Restore tanks by May-end, Naidu tells officials

April 19, 2015 12:00 am | Updated 05:46 am IST - HYDERABAD:

Chief Minister N. Chandrababu Naidu at a review meeting on Neeru-Chettu and unseasonal rains at the Secretariat in Hyderabad on Saturday.

Chief Minister N. Chandrababu Naidu at a review meeting on Neeru-Chettu and unseasonal rains at the Secretariat in Hyderabad on Saturday.

Chief Minister N. Chandrababu Naidu has directed the officials to work on scientific lines to improve the groundwater table and to bring it up to eight metres in the first phase. The average ground water level in the State stands at present at 12 metres.

Mr. Naidu, who reviewed the Neeru –Chettu programme here on Saturday with various departments, said in the next four years the water level should be brought to three metres to eight metres.

The Andhra Pradesh Water, Land and Trees Act (APWALTA-2002) could be amended to set the maximum ground water level limit at eight metres once Neeru-Chettu objectives were achieved in Phase-I, he said.

The first priority under the programme should be to repair and restore tanks, major, minor and medium irrigation systems and water harvesting structures by end of May, he said.

Emphasising that the programme should be taken up in a participative mode by involving schools, colleges and universities, he said a water report should be given out with details of the ground water levels in each village and the colleges could be asked to hold debates on how to better the levels. The debates could be held from May 1 to 10, he said.

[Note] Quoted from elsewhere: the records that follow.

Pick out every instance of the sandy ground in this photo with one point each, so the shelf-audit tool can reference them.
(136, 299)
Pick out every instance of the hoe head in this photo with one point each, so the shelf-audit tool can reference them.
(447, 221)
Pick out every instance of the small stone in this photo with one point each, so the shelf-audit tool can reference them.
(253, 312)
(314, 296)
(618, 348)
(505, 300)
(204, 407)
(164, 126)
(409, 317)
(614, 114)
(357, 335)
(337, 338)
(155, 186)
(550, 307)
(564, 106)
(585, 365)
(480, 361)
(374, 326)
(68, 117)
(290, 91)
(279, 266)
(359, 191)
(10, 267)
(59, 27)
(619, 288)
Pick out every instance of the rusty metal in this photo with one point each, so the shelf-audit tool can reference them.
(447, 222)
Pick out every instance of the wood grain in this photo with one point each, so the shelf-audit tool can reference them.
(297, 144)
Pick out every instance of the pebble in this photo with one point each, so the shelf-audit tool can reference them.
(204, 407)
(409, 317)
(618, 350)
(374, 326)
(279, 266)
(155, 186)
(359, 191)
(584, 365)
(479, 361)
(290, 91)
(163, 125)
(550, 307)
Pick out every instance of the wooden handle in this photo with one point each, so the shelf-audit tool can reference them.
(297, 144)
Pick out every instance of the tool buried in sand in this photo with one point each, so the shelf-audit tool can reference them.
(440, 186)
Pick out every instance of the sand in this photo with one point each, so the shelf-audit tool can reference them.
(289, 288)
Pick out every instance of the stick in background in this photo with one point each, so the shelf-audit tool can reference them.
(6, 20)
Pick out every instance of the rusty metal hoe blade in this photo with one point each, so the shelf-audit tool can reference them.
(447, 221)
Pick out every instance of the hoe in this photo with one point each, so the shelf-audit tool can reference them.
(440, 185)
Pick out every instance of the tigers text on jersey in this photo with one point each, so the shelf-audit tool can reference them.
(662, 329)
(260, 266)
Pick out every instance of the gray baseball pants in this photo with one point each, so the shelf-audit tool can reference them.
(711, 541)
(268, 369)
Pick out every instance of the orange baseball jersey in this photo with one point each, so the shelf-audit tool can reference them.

Mr. Adityanath Das, Principal Secretary, Irrigation, informed the Chief Minister that the 40 major and medium irrigation projects would be completed in the next four years and measures were being taken to conduct water audits and promote sustainable use.

An ayacut of 2.5 lakh acres would be created for this Kharif season, he said while a target was set to creating ayacut of 25.6 lakh acres by 2019. A.K.Parida, Special Chief Secretary, Forest said that contour trenching in five lakh hectares of Seshachalam forest area with red sanders trees was being taken up and it would be completed by June-end and every tree would be geo-tagged in the area.